If you ever park in Lot 33 near the Dental Science Building, you know Jerry Slezak. He’s the guy in the cashier’s booth who welcomes you with a wave, whose Hawaiian shirts take the chill off a winter morning, who spouts a stream of well-worn jokes, and who’s been known to accept stamps or even soda cans when you’re short on cash.

“If I can take a second to make someone smile or laugh, maybe they’ll pass it on,” says Slezak, who’s worked at The University of Iowa nearly 40 years and and in fall 2007 earned the University’s Outstanding Staff Award. His outlook on life and work is impressive in its own right, but even more striking once you hear the story behind it.

An Iowa City native and son of longtime UI staff members, Slezak was drafted into the U.S. Marines in 1965 at age 19, joining the first waves of ground troops dispatched to Vietnam. His service there was short—within two months, he’d taken a gunshot wound that required amputating his left leg below the knee.

Slezak spent months at Great Lakes Naval Hospital in Illinois, then returned home to build a life. He got married, took his first University job repairing parking meters, and grappled with the challenge of losing a leg. By the early 1970s, he had welcomed his first daughter, Angela. But that’s only the beginning of the story.

It was just a normal day. Slezak was cutting the lawn on his riding mower, while Angie, by then nearly three, played on the swings a hundred feet away. Suddenly Slezak saw a flash of movement. He veered, but the mower hit the adjacent fence and bucked. Angie, who’d come running at him across the yard, slipped underneath.

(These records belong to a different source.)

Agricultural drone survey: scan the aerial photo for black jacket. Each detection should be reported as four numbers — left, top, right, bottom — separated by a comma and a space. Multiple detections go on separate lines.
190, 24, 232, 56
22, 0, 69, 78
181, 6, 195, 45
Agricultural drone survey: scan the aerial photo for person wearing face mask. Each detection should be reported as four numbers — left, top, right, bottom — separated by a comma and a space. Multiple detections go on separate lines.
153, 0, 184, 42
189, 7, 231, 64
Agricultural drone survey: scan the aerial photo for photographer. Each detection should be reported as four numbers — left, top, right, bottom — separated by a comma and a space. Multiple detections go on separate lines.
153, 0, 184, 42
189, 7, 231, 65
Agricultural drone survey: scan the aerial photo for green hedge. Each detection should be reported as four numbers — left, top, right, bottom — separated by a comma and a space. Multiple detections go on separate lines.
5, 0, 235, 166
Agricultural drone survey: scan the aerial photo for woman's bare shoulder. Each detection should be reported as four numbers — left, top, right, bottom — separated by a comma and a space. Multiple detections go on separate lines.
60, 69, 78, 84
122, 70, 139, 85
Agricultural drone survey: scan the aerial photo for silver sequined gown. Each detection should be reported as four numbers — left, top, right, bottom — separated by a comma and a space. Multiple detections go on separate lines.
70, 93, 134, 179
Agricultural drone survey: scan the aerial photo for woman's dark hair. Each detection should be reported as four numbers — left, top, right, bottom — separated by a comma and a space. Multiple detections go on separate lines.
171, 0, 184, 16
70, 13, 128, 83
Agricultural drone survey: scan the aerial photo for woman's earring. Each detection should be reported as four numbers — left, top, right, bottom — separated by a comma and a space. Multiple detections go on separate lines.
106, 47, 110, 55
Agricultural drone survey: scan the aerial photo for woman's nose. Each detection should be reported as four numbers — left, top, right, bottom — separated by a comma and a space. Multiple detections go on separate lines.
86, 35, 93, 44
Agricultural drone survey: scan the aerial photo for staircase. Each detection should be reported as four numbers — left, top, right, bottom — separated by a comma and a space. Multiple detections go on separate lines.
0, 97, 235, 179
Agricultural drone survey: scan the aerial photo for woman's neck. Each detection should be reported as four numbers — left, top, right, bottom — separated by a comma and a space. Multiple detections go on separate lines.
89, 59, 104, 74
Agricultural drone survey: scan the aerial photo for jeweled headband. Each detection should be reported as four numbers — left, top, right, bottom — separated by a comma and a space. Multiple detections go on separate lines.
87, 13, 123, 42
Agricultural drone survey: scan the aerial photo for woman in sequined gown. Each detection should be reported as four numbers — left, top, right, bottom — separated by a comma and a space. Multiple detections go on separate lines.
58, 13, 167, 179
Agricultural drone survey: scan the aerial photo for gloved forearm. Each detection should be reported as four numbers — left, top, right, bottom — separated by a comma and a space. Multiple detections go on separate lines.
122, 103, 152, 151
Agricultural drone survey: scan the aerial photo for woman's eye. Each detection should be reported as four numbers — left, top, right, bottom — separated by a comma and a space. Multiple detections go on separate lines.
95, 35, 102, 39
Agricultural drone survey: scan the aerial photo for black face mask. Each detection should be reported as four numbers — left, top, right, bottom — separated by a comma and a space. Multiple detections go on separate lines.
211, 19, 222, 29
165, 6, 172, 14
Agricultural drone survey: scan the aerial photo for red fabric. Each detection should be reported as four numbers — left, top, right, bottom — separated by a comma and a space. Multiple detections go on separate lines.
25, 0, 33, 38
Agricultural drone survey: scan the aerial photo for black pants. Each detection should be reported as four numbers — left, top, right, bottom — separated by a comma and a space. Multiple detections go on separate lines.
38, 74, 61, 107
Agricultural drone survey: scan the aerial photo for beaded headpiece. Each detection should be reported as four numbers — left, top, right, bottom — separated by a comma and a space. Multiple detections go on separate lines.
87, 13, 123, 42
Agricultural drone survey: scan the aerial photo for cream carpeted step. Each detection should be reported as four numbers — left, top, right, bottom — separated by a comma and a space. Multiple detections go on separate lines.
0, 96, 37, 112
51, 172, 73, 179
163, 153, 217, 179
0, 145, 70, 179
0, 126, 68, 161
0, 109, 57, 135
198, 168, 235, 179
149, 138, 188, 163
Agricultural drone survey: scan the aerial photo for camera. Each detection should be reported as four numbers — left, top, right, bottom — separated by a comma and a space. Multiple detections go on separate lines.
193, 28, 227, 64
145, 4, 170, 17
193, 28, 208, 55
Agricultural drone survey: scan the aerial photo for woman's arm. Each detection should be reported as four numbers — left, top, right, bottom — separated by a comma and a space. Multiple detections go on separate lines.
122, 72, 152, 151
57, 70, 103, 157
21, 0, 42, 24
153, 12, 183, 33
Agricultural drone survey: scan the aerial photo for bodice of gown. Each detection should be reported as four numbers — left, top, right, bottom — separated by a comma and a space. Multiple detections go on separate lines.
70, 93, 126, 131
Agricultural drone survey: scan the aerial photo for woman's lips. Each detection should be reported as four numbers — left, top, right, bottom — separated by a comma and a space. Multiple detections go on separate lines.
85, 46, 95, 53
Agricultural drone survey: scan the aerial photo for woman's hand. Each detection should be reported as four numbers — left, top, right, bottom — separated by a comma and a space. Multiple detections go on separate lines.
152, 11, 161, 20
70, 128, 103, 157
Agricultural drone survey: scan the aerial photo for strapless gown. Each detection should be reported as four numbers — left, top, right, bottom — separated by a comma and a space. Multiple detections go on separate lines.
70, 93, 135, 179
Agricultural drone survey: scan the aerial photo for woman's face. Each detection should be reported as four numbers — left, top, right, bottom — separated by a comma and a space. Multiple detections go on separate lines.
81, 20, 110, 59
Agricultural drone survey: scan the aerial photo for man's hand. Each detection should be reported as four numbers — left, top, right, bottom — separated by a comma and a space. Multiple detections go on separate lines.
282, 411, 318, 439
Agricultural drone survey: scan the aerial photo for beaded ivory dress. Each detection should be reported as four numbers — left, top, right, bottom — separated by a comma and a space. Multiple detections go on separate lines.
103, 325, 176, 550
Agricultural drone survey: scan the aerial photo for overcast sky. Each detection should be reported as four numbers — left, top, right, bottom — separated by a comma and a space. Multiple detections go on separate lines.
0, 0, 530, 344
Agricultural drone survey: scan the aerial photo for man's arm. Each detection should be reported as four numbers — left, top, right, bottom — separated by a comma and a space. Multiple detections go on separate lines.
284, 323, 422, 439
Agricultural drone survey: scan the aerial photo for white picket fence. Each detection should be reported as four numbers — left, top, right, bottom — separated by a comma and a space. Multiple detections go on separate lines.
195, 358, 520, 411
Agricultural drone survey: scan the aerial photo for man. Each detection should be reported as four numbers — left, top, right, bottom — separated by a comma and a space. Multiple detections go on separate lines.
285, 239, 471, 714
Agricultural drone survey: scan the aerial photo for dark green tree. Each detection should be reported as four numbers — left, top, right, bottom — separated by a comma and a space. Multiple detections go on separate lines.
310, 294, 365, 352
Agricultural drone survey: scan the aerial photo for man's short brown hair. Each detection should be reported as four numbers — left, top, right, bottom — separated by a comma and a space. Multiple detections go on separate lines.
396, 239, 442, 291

“I don’t remember pain, but I recall riding in the ambulance to the hospital and asking my mom for a drink of water,” says Angela today. Her left leg was gravely injured and eventually would be amputated above the knee—she’d grow up wearing a prosthesis like her dad’s.

“As a little girl, it never seemed to bother her,” Slezak says of his daughter’s ability to adapt. “For me, as an adult, it was different.” Slezak had dealt with the physical aspects of his injury, but he remained self-conscious, keeping his leg hidden whenever he could.

Angie wouldn’t have that—she wanted to live like any other kid, and she wanted her dad by her side. “She helped me overcome my fear,” Slezak says. More than that, she taught him to find humor where he hadn’t always been able.

“We’d go to the beach at the Coralville Reservoir,” Slezak recalls, “sit down on our towels, pop our legs off, and hop in the water. We’d come out hand in hand, and she’d yell, ‘Sharks!’ We sure got people’s attention.”

Jerry Slezak and his grandson Blake ice skating a Coral Ridge Mall.  
Jerry Slezak and grandson Blake.  

Angela credits her dad with showing her how to live with a prosthesis and serving as an all-around inspiration to her and her three sisters, Laura, Katie, and Melissa, not to mention her young sons. The tragedy of one summer day turned into a rallying point, a chance for a father and daughter to forge a unique, unexpected bond.

But that’s not the end of the story.

Motivated by her experience, Angela decided to pursue a career in prosthetics and orthotics. She met her husband, Brandon Courtade, in school, and even though they’ve since moved to Florida, they remain her dad’s prosthetic team. Late last year, they outfitted him with a new leg.

“If things hadn’t happened as they did, I wouldn’t be able to help my dad and my other patients,” Angela says. “I would never have met my husband, and we wouldn’t have our three wonderful children. I think God has a plan for us, and I’m very happy to be part of that plan.”

As for her dad, he and his wife Mary beam when they talk of their girls and their grandsons, and Jerry Slezak tells his story with a trace of surprise, like he can’t quite believe it’s all happened to him. He wears shorts all the time these days, greeting folks, making change, cracking jokes.

Now you know why the man is smiling.